Frequency-dependent selection

Frequency-dependent selection describes an evolutionary process where the reproductive success (fitness) of a particular trait or strategy is not fixed, but instead varies as a function of how common or rare that trait is within the population. When a trait's fitness increases as it becomes rarer, it is known as negative frequency-dependent selection, which tends to maintain polymorphism. Conversely, positive frequency-dependent selection occurs when a trait's fitness increases as it becomes more common, typically leading to the fixation of that trait and the loss of alternatives.

Origins and Mechanisms

The concept of frequency-dependent selection has roots in early population genetics and game theory. Fisher (1930) recognized that the 1:1 sex ratio could be maintained by frequency-dependent selection, as the rarer sex would confer a reproductive advantage to parents producing it. Later, Maynard Smith and Price (1973) formalized the application of game theory to evolutionary biology with the concept of the Evolutionarily Stable Strategy (ESS). An ESS is a strategy that, if adopted by a population, cannot be invaded by any alternative strategy; it is often maintained by frequency-dependent selection. If a mutant strategy arises, its success depends on its frequency relative to the prevailing ESS.

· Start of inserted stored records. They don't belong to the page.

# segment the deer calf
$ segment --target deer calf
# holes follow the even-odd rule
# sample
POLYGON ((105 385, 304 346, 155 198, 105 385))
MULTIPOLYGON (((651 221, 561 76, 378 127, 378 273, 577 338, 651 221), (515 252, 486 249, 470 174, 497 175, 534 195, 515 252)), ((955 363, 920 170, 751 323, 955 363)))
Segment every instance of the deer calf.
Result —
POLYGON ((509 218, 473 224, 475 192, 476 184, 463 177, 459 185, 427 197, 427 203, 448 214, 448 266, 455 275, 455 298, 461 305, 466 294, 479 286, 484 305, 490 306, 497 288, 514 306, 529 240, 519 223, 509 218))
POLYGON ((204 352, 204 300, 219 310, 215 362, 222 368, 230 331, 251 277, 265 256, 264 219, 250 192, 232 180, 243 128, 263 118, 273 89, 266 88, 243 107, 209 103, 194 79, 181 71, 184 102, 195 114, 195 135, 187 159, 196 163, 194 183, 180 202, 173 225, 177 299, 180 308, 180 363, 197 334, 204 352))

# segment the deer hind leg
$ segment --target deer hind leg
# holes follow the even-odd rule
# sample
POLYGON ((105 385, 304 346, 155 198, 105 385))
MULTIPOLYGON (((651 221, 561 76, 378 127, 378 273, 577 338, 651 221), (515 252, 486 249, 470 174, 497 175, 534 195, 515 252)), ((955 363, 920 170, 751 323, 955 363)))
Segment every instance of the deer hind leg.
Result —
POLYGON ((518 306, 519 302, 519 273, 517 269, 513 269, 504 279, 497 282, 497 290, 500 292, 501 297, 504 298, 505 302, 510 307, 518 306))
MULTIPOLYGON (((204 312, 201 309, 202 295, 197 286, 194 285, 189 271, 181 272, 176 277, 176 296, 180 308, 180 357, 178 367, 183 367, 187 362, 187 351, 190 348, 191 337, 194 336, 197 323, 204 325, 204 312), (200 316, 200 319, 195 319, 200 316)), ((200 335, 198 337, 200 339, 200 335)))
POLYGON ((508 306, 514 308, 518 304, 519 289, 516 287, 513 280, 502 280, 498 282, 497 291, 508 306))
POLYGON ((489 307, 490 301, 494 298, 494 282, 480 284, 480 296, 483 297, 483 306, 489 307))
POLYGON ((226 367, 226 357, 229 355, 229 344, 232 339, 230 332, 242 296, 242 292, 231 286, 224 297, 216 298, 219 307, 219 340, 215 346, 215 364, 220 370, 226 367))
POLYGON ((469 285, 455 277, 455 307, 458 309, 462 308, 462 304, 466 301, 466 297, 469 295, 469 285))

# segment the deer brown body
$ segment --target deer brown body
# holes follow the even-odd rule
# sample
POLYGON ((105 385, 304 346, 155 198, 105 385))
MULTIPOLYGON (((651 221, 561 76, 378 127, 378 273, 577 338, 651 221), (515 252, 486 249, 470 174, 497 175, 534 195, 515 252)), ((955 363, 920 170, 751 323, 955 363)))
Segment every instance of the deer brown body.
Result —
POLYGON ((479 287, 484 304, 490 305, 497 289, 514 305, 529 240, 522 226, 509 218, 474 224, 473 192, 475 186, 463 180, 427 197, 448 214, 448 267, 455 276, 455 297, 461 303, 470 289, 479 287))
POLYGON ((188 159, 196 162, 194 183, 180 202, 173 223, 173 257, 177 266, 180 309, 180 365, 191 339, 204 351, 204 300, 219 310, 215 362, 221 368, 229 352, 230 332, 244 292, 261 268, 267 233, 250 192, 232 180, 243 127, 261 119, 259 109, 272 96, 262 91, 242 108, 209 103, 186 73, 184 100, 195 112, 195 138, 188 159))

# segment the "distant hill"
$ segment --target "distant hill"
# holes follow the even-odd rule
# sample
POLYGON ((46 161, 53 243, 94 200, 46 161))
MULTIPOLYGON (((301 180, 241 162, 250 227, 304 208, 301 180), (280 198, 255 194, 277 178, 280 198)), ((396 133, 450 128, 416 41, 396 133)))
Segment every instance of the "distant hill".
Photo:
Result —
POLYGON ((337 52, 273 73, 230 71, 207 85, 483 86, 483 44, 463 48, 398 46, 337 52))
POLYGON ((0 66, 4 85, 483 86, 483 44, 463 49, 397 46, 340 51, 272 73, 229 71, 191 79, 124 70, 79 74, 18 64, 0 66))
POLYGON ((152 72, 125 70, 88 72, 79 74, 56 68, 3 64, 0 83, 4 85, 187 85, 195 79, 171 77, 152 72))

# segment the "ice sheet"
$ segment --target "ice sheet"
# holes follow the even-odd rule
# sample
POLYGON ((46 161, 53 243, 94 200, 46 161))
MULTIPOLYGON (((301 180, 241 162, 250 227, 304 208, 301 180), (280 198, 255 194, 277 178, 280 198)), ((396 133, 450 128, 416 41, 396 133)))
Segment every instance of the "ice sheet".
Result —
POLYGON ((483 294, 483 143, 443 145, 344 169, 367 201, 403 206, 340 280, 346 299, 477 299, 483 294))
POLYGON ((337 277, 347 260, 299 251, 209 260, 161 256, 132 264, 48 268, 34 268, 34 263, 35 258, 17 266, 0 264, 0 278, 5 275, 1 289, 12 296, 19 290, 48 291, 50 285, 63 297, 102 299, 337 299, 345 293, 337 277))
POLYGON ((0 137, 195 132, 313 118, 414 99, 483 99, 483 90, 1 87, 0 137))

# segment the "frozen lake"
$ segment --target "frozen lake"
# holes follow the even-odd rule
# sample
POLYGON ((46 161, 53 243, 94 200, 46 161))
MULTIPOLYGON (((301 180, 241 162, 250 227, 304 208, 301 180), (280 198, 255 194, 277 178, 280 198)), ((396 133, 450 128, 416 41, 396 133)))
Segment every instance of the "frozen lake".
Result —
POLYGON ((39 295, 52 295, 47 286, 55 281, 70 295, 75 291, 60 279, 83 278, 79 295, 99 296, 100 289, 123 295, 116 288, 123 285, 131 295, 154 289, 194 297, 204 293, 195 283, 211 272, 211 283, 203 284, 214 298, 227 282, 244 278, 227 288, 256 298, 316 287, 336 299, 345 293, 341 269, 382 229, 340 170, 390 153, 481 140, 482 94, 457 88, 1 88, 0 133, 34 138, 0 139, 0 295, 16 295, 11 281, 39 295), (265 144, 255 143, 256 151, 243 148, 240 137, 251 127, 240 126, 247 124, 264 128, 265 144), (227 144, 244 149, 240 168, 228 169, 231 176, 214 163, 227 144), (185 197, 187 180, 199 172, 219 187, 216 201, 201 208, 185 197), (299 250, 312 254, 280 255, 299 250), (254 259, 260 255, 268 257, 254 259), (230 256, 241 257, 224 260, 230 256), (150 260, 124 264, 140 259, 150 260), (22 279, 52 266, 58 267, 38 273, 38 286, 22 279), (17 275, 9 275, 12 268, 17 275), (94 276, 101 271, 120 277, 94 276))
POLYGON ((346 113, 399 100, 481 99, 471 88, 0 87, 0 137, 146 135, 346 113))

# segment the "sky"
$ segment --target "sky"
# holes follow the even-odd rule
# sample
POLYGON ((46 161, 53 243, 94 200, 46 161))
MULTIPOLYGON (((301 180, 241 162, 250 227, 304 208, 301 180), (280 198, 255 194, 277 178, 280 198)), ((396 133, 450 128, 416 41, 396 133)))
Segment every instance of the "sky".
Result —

Negative frequency-dependent selection is particularly important for understanding the persistence of genetic and phenotypic variation. When a strategy is rare, it enjoys a fitness advantage, allowing it to increase in frequency. As it becomes more common, its advantage diminishes, or even becomes a disadvantage, which then favors alternative, rarer strategies. This dynamic creates a stable equilibrium where multiple strategies coexist within a population. This mechanism is distinct from other forms of balancing selection, such as heterozygote advantage, which maintains variation at a specific locus regardless of its frequency.

Positive frequency-dependent selection, while less commonly associated with maintaining variation, plays a role in phenomena like Batesian mimicry, where the fitness of a palatable mimic increases with its resemblance to a common, unpalatable model. It can also drive traits to fixation, as the benefits of a trait amplify with its prevalence, leading to a runaway effect until the alternative is eliminated.

Behavioral and Social Applications

Frequency-dependent selection is a powerful explanatory tool in evolutionary psychology and behavioral ecology, particularly for understanding the maintenance of diverse behavioral strategies within a species. Many social interactions involve payoffs that depend on the relative frequencies of different strategies in a population.

One classic example is the 'Hawk-Dove' game (Maynard Smith and Price, 1973), which models aggressive interactions. 'Hawks' always fight aggressively, while 'Doves' display and retreat if challenged. The fitness of each strategy depends on the frequency of the other. If Hawks are rare, they do well because they often encounter Doves and win. If Hawks are common, they frequently encounter other Hawks, leading to costly fights. Conversely, Doves do poorly against Hawks but avoid injury by retreating. This dynamic can lead to a stable polymorphism where both Hawk and Dove strategies (or a mixed strategy) coexist, with their frequencies determined by the costs and benefits of fighting.

Another application is in the study of cooperation and defection. In scenarios like the Prisoner's Dilemma, the optimal strategy for an individual often depends on the strategies adopted by others in the population. The success of a cooperator or a defector can be frequency-dependent, potentially leading to the maintenance of both strategies under certain conditions, especially when interactions are repeated or occur in structured populations (Axelrod and Hamilton, 1981).

Sex differences in mating strategies also show evidence of frequency dependence. For instance, some theories suggest that male mating strategies, such as investing in long-term pair bonds versus pursuing multiple short-term matings, might be maintained by frequency-dependent selection (Gangestad and Simpson, 2000). If one strategy becomes too common, its benefits may diminish, favoring the alternative. For example, if all males pursue short-term matings, the competition for fertile females might become so intense that the fitness returns for a male investing in parental care increase.

Critiques and Nuances

While frequency-dependent selection provides a robust framework, its application requires careful consideration of the specific costs and benefits associated with different strategies. Critics sometimes point out that identifying the precise fitness functions and demonstrating their frequency dependence empirically can be challenging. Many behavioral traits are complex and influenced by multiple genes and environmental factors, making it difficult to isolate the effects of frequency dependence.

Furthermore, the concept of an ESS, while useful, assumes that strategies are genetically determined and fixed. In reality, individuals may adopt mixed strategies or adjust their behavior based on social learning or environmental cues. This behavioral plasticity adds layers of complexity to frequency-dependent models. Laland and Brown (2002) emphasize the importance of cultural transmission and learning in shaping behavioral frequencies, which can interact with genetic frequency-dependent processes.

Despite these complexities, frequency-dependent selection remains a cornerstone of evolutionary theory, providing a powerful explanation for the maintenance of behavioral and genetic diversity, particularly in contexts where social interactions and relative fitness payoffs are paramount.